Pay your balance in full. You're only charged interest when you carry a balance past your credit card's grace period, which must be 21 days after the end of your billing cycle. If you've been carrying a balance up until now, you'll have to pay off your full balance for the grace period to apply to your next full billing cycle.

You may not be able to afford to knock out your balance all at once, but you can work toward it by making lump sum payments to your credit card as often as you can. In the meantime, avoid making any new purchases on your credit card until you've paid off the balance completely. When you start making purchases again, make sure you only charge what you can afford to pay in full.

Transfer your balance. If you have good credit, you may qualify for a zero percent interest balance transfer to another credit card. Shop around among the different credit cards to get a feel for the credit cards offering the longest promotional rates. By law, promotional interest rates must last at least six months, but there are credit cards that offer zero percent interest for 12, 18, even 21 months.

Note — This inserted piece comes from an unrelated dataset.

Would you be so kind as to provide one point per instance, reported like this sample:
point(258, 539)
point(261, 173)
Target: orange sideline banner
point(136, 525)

You can use the the interest-free time to pay off your full balance so that when the promotional rate expires, you can begin paying your balance in full each month to avoid any future interest.

Ask for a lower interest rate. Not many people call their credit card issuers to request a lower interest rate, but it's worth a try. Credit card issuers are sometimes willing to lower the interest rate for their best customers. If you use your credit card regularly, make all your payments on time, and you have good credit, you can use these in your favor. It's a plus if you've received offers for credit cards with lower interest rates than what you're currently paying.

Improve your credit. Your credit score has a direct influence on the interest rate you qualify for. Most credit cards come with a range of interest rates with the best interest rates offered to consumers with the best credit scores. If you have a low credit score, you may not be able to do much about your interest rate right now. Qualifying for a balance transfer credit card may not be an option and your credit card issuer may be unwilling to lower your interest rate.

You can pay off your credit card aggressively while also working to raise your credit score so you can get a better interest rate in the future. Your credit card issuer won't automatically lower your interest rate as your credit score goes up, but you can call to request a lower interest rate as your score improves.

Of all the available options, paying your balance in full is the best way to combat higher credit card interest rates. No matter how high your interest rate goes, you'll never pay interest because you never carry a balance.